Municipales à Bordeaux : un électorat déjà largement fixé à deux semaines du scrutin
À un peu plus de deux semaines du premier tour des élections municipales prévu le 15 mars à Bordeaux, les intentions de vote semblent déjà bien arrêtées pour la majorité des électeurs. Selon le sondage Ifop-Fiducial réalisé pour Sud Ouest, LCI et Sud Radio, une statistique particulièrement significative émerge : 73% des personnes interrogées ayant exprimé une intention de vote se déclarent « sûres de leur choix », tandis que seulement 27% admettent qu'elles « peuvent encore changer d'avis ».

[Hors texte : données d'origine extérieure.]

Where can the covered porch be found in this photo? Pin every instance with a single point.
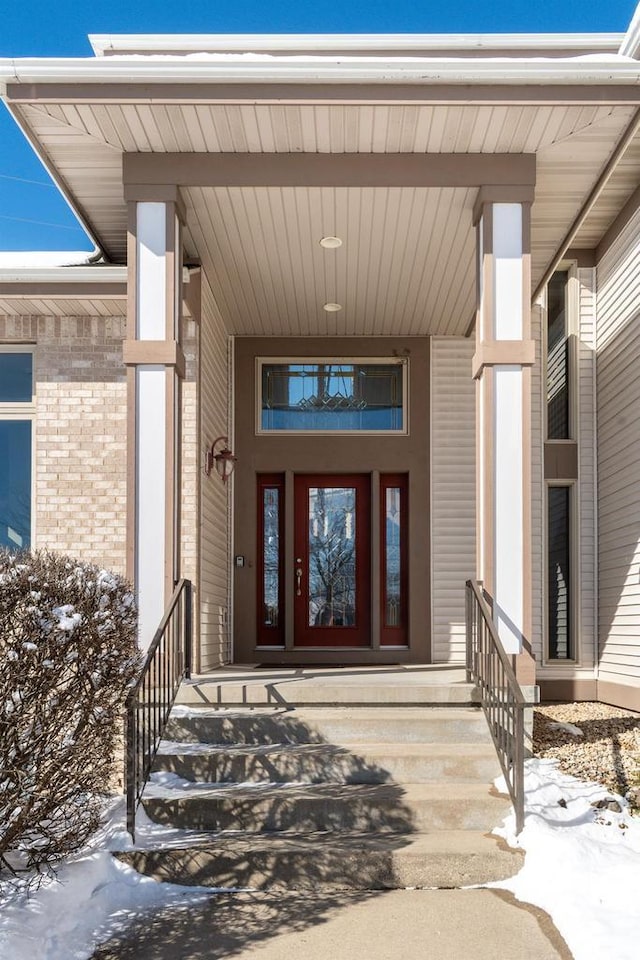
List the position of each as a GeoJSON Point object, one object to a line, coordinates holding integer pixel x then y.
{"type": "Point", "coordinates": [454, 202]}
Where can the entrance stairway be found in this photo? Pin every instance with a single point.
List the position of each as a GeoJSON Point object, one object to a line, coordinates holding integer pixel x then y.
{"type": "Point", "coordinates": [361, 779]}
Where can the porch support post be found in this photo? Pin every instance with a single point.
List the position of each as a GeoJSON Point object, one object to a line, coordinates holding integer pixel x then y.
{"type": "Point", "coordinates": [502, 369]}
{"type": "Point", "coordinates": [155, 366]}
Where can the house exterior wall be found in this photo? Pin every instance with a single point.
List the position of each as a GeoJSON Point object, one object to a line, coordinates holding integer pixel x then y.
{"type": "Point", "coordinates": [215, 645]}
{"type": "Point", "coordinates": [574, 678]}
{"type": "Point", "coordinates": [453, 492]}
{"type": "Point", "coordinates": [618, 402]}
{"type": "Point", "coordinates": [80, 433]}
{"type": "Point", "coordinates": [80, 437]}
{"type": "Point", "coordinates": [586, 505]}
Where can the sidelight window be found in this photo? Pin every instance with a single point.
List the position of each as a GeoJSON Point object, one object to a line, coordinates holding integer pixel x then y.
{"type": "Point", "coordinates": [16, 441]}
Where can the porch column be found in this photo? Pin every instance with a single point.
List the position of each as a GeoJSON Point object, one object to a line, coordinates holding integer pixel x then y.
{"type": "Point", "coordinates": [502, 369]}
{"type": "Point", "coordinates": [155, 363]}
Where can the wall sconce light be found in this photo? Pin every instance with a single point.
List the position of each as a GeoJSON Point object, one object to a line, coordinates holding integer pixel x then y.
{"type": "Point", "coordinates": [224, 460]}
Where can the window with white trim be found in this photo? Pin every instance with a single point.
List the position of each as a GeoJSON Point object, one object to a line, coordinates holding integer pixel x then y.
{"type": "Point", "coordinates": [17, 411]}
{"type": "Point", "coordinates": [560, 598]}
{"type": "Point", "coordinates": [332, 395]}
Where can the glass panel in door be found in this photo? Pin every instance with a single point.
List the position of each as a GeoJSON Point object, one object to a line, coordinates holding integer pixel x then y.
{"type": "Point", "coordinates": [332, 561]}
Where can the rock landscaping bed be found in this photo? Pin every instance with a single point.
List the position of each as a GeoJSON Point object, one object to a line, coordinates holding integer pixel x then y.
{"type": "Point", "coordinates": [592, 741]}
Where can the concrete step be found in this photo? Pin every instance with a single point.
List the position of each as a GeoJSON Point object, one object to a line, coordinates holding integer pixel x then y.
{"type": "Point", "coordinates": [325, 725]}
{"type": "Point", "coordinates": [333, 861]}
{"type": "Point", "coordinates": [327, 691]}
{"type": "Point", "coordinates": [326, 806]}
{"type": "Point", "coordinates": [316, 763]}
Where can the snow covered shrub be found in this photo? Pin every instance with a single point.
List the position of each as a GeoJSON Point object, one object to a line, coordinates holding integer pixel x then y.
{"type": "Point", "coordinates": [67, 657]}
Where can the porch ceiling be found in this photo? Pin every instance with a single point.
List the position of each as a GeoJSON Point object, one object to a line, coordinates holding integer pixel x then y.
{"type": "Point", "coordinates": [406, 265]}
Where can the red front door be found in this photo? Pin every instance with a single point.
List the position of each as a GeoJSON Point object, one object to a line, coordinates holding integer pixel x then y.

Des différences marquées selon l'âge et les candidats
L'analyse détaillée de cette enquête révèle des disparités importantes au sein de l'électorat bordelais. Les plus de 35 ans apparaissent comme les plus déterminés dans leurs choix, avec 74% de certitude, un chiffre qui atteint même 77% chez les 65 ans et plus. En revanche, les jeunes électeurs de 18 à 24 ans constituent le groupe le plus indécis, avec 41% d'entre eux susceptibles de modifier leur vote d'ici au 15 mars. Cette marge de manœuvre représente une cible évidente pour les équipes de campagne dans la dernière ligne droite.
Du côté des candidats, l'engagement des électeurs varie sensiblement :
- Julie Rechagneux (RN) bénéficie du soutien le plus ferme, avec 85% de ses électeurs sûrs de leur choix
- Philippe Dessertine voit ses soutiens les moins fixés (64% de certitude)
- Pierre Hurmic (76%), Thomas Cazenave (74%) et Nordine Raymond (67%) disposent tous d'une base électorale relativement stable
Des profils d'électorats très contrastés en vue du second tour
L'étude prospective en cas de second tour le 22 mars apporte des éclairages complémentaires sur la composition des lectorats des principaux candidats. Les analyses par tranche d'âge révèlent des orientations politiques très marquées :
Pierre Hurmic et Thomas Cazenave présentent des électorats équilibrés entre les moins et les plus de 35 ans, à l'exception notable des non-actifs qui penchent davantage vers le maire sortant.
Philippe Dessertine, s'il se maintient au second tour, s'appuierait principalement sur un vote « senior » avec 31% de soutien chez les 65 ans et plus, contre seulement 2% chez les moins de 35 ans.
À l'inverse, Nordine Raymond séduit particulièrement les jeunes électeurs, avec un électorat principalement concentré chez les moins de 35 ans. Cette orientation correspond d'ailleurs à la moyenne d'âge particulièrement jeune de sa liste, présentée officiellement ce mercredi 25 février.
Ces données confirment que le petit quart d'électeurs encore indécis pourrait jouer un rôle déterminant dans l'issue du scrutin, particulièrement dans les catégories d'âge les plus jeunes où les positions semblent encore mouvantes. Les deux dernières semaines de campagne promettent donc d'être cruciales pour convaincre ces électeurs hésitants qui pourraient faire basculer l'élection.